La enfermera  intenta hacerse amiga la tenista adolescente para suplantarla mejor cuando muera. Una muestra del absurdo de la película
Los Alpes son medianamente profesionales en su tarea, pero la enfermera lleva su dedicación un paso más allá. Se encapricha con la joven tenista que fallece al principio de la película, hasta el punto de suplantarla sin comentarlo al resto del grupo. Transgrede otra de las reglas al mantener relaciones íntimas con un cliente que llora la muerte de su amante. Encuentra una especie de realización personal en el hecho de repetir de manera casi mecánica frases pronunciadas por muertos, en utilizar objetos cotidianos como fetiches: una muñequera de la suerte parece ser el objeto mágico que la convierte en la tenista adolescente. Quizá porque su vida cotidiana es tan mecánica y banal, tan poco auténtica incluso. Lanthimos y la actriz Aggeliki Papoulia llevan la situación de este personaje a una resolución coherente con el absurdo de su planteamiento.

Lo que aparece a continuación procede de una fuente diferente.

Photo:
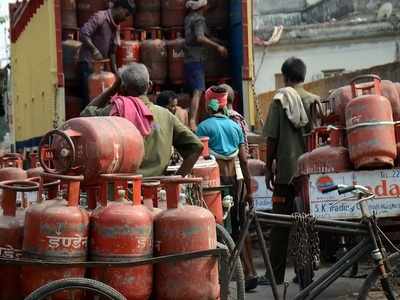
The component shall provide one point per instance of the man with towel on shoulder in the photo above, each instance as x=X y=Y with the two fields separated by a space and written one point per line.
x=161 y=130
x=288 y=121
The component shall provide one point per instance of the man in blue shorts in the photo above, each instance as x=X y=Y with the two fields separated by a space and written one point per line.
x=196 y=41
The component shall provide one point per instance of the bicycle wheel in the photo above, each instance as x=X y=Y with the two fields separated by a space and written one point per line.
x=372 y=289
x=236 y=290
x=94 y=286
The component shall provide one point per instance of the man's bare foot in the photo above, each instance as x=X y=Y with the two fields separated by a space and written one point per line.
x=193 y=125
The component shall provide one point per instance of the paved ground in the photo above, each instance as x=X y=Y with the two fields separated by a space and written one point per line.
x=343 y=289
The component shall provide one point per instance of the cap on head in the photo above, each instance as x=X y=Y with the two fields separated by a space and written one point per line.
x=127 y=4
x=294 y=70
x=135 y=78
x=216 y=95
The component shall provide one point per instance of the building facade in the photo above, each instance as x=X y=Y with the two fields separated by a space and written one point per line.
x=331 y=36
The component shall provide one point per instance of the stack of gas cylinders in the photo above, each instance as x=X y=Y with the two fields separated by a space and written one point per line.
x=98 y=157
x=154 y=37
x=362 y=131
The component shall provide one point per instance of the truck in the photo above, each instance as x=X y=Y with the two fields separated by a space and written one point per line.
x=38 y=88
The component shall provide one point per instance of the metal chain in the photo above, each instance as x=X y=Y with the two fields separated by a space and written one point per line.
x=306 y=248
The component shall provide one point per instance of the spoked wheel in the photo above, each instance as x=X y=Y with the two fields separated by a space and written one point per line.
x=70 y=284
x=236 y=288
x=373 y=287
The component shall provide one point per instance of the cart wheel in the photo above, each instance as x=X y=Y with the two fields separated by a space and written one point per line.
x=236 y=289
x=372 y=287
x=94 y=286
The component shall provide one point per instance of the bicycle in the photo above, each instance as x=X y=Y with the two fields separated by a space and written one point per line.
x=386 y=266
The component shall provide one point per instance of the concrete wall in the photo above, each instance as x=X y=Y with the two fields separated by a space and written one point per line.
x=328 y=9
x=349 y=55
x=322 y=87
x=278 y=6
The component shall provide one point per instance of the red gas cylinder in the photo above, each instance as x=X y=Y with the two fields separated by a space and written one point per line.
x=68 y=14
x=35 y=172
x=12 y=173
x=150 y=192
x=131 y=227
x=154 y=55
x=148 y=14
x=331 y=158
x=92 y=146
x=173 y=13
x=181 y=230
x=218 y=13
x=256 y=166
x=11 y=160
x=55 y=230
x=207 y=168
x=129 y=49
x=340 y=97
x=71 y=47
x=11 y=236
x=11 y=167
x=100 y=80
x=370 y=128
x=87 y=8
x=176 y=56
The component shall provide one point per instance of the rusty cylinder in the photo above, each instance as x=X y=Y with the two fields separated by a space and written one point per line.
x=176 y=56
x=154 y=56
x=370 y=127
x=181 y=230
x=123 y=230
x=93 y=146
x=55 y=230
x=148 y=14
x=173 y=13
x=11 y=235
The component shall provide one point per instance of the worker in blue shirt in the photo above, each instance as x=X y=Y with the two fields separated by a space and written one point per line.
x=227 y=144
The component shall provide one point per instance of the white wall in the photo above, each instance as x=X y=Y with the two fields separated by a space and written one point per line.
x=4 y=35
x=349 y=56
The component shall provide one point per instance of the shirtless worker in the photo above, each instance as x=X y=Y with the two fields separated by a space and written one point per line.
x=197 y=38
x=99 y=40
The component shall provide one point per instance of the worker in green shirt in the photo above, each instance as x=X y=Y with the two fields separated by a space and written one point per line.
x=289 y=119
x=166 y=130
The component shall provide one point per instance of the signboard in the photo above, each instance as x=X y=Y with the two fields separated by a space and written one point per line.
x=384 y=183
x=262 y=196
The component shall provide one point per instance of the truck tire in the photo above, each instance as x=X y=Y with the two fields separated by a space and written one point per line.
x=374 y=277
x=97 y=287
x=236 y=292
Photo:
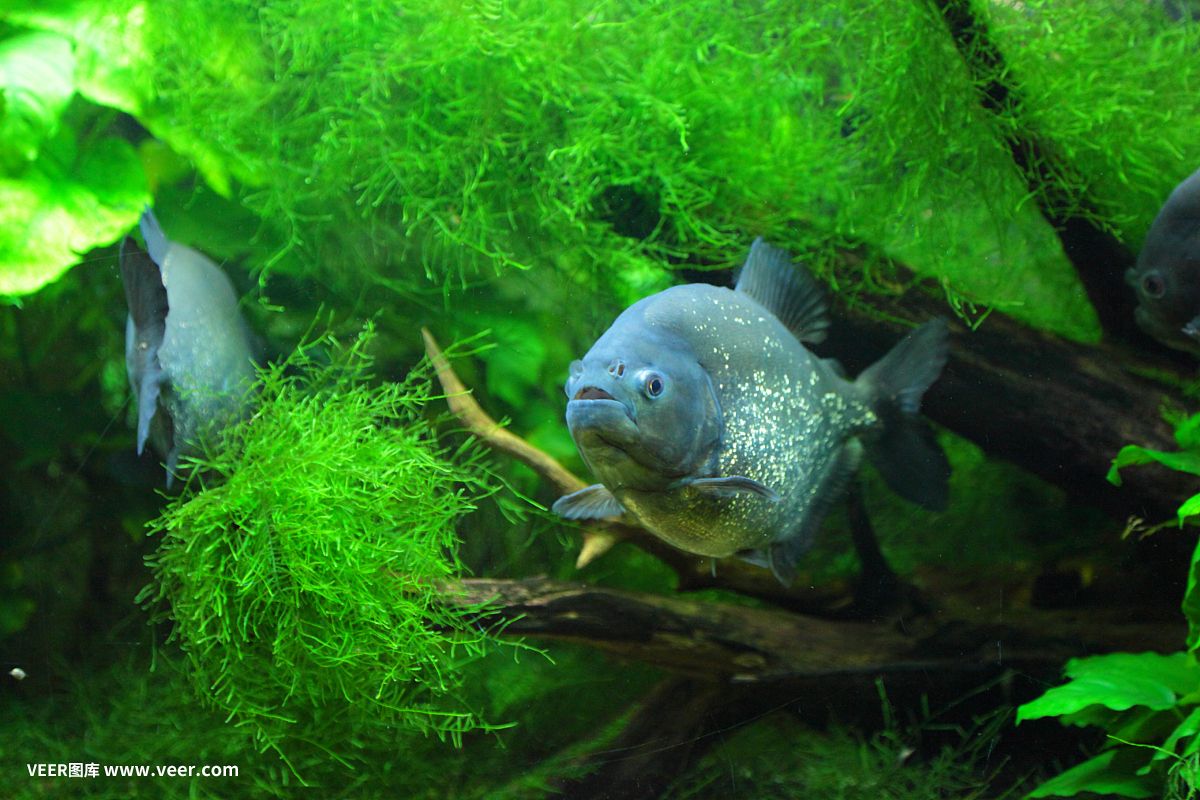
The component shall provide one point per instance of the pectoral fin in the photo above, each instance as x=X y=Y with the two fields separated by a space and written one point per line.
x=732 y=486
x=592 y=503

Si la película juega con el público, desconcertándole, creando falsas expectativas y tratando de sorprenderle en cada nueva escena es porque sus responsables proceden del teatro, concretamente de ese tipo de teatro que a menudo amenaza con traspasar la cuarta pared.  Es un cine de guión, en el que el trabajo de Efthymis Filippou como co-guionista junto a Lanthimos resulta fundamental. En “Canino”, se redefinía el lenguaje para revelarlo como una construcción convencional (un zombie era una pequeña flor amarilla), ahora las situaciones más cotidianas son reconstruidas hasta convertirse en algo extraño y absurdo. Al contrario que muchas películas que basan su atractivo en partir de un planteamiento original o extraño, en “Alps” Lanthimos y Filippou no se quedan con el planteamiento y lo desarrollan hasta el final, lo que es uno de sus principales méritos.